Sementara Negara- Negara yang termasuk ke dalam Asia Tenggara Maritim,
meliputi; Indonesia, Brunei, Filipina,
Malaysia, Singapore dan Timor Leste.
Walau
secara geografis Taiwan, Pulau Kokos dan Pulau Christmas masih termasuk ke
dalam wilayah Asia Tenggara, karena alasan politis Taiwan dimasukan ke dalam
wilayah Asia Timur sementara Pulau Kokos dan Pulau Christmas masuk ke dalam
wilayah administrasi Negara Australia.
Kebudayaan
dan bahasa Austronesia merupakan dasar tata kehidupan dan pergaulan
bangsa-bangsa di wilayah Asia Tenggara ini[1].
Baru pertengahan abad pertama Masehi pengaruh luar masuk ke dalam kawasan Asia Tenggara. Dimulai
dari India dan China lalu pedagang- pedagang Islam dari Arab dan Persia
perlahan- perlahan mulai mempengaruhi kebudayaan di kawasan Asia Tenggara.
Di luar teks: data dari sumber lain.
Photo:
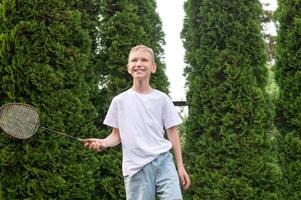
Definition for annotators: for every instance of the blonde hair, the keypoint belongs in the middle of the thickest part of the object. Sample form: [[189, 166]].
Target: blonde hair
[[142, 47]]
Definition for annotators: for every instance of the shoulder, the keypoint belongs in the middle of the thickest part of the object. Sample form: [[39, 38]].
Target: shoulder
[[122, 96]]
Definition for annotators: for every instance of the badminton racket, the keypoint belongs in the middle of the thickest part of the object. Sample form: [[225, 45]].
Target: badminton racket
[[22, 121]]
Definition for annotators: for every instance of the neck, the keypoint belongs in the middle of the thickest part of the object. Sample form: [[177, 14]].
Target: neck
[[142, 87]]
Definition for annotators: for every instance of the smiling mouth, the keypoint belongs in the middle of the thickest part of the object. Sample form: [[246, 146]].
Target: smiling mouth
[[139, 70]]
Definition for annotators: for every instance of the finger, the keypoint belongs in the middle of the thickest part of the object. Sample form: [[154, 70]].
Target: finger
[[187, 182]]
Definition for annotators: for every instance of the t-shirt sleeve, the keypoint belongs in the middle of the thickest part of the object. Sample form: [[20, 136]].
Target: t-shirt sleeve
[[111, 118], [170, 115]]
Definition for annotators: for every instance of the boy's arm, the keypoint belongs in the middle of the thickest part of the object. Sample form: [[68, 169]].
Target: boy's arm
[[100, 144], [173, 136]]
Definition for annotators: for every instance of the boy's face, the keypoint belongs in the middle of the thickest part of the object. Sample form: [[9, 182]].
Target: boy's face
[[141, 65]]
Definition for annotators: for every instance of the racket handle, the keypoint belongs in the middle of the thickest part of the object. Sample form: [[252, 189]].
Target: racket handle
[[63, 134]]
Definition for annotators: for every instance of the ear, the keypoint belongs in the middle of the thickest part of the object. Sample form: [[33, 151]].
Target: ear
[[154, 68]]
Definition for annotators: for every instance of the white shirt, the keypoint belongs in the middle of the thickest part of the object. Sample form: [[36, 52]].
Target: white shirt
[[141, 119]]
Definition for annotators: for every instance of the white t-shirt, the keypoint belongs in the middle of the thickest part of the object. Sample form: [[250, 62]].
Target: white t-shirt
[[141, 119]]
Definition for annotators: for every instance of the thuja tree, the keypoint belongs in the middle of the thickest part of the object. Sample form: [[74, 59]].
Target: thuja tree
[[288, 110], [124, 24], [44, 57], [227, 144]]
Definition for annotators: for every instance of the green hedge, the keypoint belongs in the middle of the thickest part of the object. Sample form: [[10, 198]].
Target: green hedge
[[228, 136], [288, 110]]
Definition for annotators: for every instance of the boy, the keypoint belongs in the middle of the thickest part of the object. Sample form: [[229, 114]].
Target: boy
[[138, 117]]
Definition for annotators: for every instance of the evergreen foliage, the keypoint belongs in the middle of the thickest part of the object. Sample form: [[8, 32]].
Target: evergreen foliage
[[125, 24], [288, 110], [228, 140], [44, 57]]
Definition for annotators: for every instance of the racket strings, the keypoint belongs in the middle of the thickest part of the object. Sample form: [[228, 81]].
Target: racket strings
[[19, 121]]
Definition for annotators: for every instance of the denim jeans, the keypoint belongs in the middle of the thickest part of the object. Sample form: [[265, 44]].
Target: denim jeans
[[158, 178]]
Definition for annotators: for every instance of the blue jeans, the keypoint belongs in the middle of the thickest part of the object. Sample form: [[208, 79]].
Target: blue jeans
[[158, 178]]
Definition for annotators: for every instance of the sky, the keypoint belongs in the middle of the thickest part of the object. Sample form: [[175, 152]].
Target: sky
[[172, 13]]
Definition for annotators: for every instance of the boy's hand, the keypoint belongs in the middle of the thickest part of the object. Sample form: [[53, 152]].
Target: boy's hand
[[95, 144], [184, 177]]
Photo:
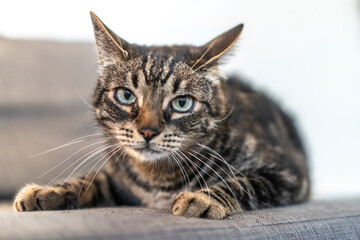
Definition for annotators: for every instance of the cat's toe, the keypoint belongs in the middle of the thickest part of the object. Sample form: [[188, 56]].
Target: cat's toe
[[199, 205], [25, 200], [34, 197]]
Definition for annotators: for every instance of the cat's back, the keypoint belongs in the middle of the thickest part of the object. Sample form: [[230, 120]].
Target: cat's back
[[256, 113]]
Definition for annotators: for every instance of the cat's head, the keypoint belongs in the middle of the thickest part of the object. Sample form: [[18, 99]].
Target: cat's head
[[158, 101]]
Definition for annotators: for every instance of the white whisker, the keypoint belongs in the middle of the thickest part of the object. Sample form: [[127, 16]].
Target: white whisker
[[77, 140]]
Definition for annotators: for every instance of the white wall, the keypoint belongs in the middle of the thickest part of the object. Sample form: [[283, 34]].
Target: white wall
[[305, 53]]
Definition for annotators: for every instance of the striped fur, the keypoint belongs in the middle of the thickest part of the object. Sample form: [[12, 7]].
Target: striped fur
[[235, 150]]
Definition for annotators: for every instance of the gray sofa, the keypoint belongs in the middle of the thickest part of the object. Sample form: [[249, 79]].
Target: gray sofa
[[41, 89]]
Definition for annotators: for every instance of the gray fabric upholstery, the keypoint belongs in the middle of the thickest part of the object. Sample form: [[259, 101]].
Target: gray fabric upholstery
[[40, 108], [313, 220]]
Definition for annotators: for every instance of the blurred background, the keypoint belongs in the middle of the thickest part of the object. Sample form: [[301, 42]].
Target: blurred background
[[306, 54]]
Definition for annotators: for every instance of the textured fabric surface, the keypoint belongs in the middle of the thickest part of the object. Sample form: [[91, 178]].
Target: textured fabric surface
[[40, 107], [313, 220]]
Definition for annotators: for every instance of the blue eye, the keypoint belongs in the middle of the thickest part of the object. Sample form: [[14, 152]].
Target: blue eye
[[182, 104], [124, 96]]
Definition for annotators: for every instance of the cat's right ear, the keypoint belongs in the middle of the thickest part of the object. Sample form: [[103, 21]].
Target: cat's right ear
[[110, 46]]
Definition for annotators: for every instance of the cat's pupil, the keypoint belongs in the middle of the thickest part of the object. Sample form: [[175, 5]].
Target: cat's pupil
[[127, 94], [182, 102]]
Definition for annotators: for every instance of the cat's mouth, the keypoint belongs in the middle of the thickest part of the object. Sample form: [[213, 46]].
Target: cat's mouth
[[150, 154], [148, 149]]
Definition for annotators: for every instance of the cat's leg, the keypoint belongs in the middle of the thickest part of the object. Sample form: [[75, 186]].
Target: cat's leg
[[241, 193], [75, 193]]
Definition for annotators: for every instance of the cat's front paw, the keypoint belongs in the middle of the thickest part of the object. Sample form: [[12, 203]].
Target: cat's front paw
[[197, 204], [34, 197]]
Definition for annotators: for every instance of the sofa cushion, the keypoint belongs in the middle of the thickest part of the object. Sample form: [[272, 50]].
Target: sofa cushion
[[313, 220], [40, 107]]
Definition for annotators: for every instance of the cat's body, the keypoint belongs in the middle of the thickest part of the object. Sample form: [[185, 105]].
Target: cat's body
[[181, 136]]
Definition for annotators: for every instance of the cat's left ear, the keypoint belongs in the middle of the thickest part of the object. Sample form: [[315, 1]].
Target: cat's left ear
[[208, 54], [109, 45]]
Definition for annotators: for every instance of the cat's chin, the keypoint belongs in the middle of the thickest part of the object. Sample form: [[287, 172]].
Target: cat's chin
[[148, 154]]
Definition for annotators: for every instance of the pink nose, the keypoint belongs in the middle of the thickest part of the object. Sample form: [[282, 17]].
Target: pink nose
[[148, 133]]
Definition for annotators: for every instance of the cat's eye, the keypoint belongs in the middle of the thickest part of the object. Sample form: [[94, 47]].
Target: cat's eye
[[124, 96], [182, 104]]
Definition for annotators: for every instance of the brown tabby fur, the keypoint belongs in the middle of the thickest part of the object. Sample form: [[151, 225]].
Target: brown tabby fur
[[236, 150]]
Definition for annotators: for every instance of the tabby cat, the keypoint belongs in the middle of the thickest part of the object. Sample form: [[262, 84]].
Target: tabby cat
[[182, 137]]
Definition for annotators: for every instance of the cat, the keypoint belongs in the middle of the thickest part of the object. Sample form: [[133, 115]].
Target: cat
[[182, 137]]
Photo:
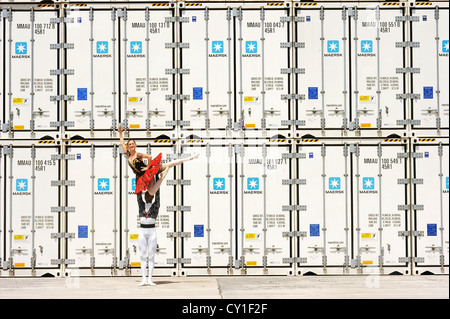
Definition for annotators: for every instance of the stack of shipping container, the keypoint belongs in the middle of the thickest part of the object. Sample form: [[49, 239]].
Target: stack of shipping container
[[322, 129]]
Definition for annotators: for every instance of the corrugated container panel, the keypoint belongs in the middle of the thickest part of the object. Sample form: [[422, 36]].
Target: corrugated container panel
[[349, 57], [431, 189], [348, 217], [31, 66], [234, 221], [429, 58], [105, 220], [235, 60], [29, 211], [126, 73], [2, 114]]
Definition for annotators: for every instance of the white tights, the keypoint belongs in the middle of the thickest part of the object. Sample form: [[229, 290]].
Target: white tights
[[147, 248]]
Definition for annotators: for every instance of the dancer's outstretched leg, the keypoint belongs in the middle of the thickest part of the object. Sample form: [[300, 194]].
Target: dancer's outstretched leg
[[178, 162], [143, 242], [151, 255]]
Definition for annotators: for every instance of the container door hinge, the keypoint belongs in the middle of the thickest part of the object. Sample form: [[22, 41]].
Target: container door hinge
[[290, 19], [62, 71], [406, 18], [178, 122], [293, 181], [295, 260], [300, 45], [178, 260], [62, 235], [62, 183], [407, 44], [294, 207], [406, 155], [62, 123], [175, 182], [408, 233], [413, 181], [177, 19], [62, 261], [179, 234], [408, 122], [55, 98], [62, 156], [61, 209], [292, 70], [179, 208], [177, 45], [293, 155], [409, 259], [294, 234], [293, 122], [407, 207], [58, 46], [292, 96], [62, 20], [175, 71]]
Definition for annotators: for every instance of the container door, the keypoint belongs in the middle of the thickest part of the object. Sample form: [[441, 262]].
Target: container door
[[261, 220], [147, 69], [379, 198], [31, 75], [94, 198], [378, 99], [431, 195], [209, 59], [210, 195], [323, 74], [31, 241], [430, 58], [261, 58], [165, 223], [94, 61], [324, 196], [2, 61]]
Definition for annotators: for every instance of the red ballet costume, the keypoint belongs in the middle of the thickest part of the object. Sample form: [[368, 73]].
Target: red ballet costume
[[143, 178]]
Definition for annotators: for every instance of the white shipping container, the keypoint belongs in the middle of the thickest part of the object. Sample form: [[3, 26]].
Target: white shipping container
[[324, 197], [105, 221], [348, 59], [431, 189], [31, 224], [235, 60], [94, 61], [234, 221], [166, 223], [31, 70], [144, 56], [122, 73], [348, 206], [378, 197], [430, 81]]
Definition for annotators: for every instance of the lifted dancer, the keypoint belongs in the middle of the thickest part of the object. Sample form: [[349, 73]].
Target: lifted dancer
[[145, 173], [147, 188]]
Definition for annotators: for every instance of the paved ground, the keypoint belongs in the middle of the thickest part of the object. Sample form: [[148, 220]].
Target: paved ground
[[307, 287], [224, 297]]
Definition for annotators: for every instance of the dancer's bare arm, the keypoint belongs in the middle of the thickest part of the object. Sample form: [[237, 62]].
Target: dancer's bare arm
[[122, 141]]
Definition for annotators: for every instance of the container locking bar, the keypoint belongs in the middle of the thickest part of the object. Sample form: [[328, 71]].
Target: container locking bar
[[410, 259], [179, 234], [402, 233], [295, 260], [178, 260]]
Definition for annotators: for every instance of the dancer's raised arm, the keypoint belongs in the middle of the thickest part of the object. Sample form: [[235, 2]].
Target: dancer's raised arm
[[122, 141]]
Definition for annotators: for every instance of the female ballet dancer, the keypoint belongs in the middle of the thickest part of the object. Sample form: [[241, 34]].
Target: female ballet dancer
[[145, 173], [148, 210]]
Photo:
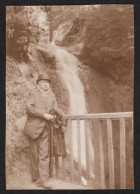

Dilihat dari factor sejarah, politis dan kebudayaan
Asia Tenggara telah banyak diliputi naungan bayangan dari India dan Cina[i],
ini terlihat dari banyaknya peninggalan- peninggalan sejarah yang bercorak
Hindu dan Budha. Salah satunya adalah
tulisan- tulisan sansakerta dari India yang diterjemahkan oleh para penerjemah
Nusantara dengan sangat kreatif dan epic di abad ke 9.
Selain
banyak dipengaruhi oleh kebudayaan Hindu dan Budha, Agama Islam yang disebarkan oleh pedagang- pedagang dari
Arab dan Persia yang masuk melalui Malaka juga memberi peranan penting dalam
kebudayaan masyarakat di kawasan ASEAN. Itu terlihat dari besarnya pemeluk agama Islam di wilayah
Asia Tenggara yang hamper mencapai 40% dari keseluruhan populasi penduduk di
Asia Tenggara.
SEJARAH ASIA
TENGGARA
Kawasan
Asia Tenggara, termasuk Indonesia merupakan kawasan yang kaya akan sumber daya
alam seperti rempah- rempah, logam, barang tambang dan produk- produk yang
dihasilkan oleh Negara- negara tropis lainnya[ii].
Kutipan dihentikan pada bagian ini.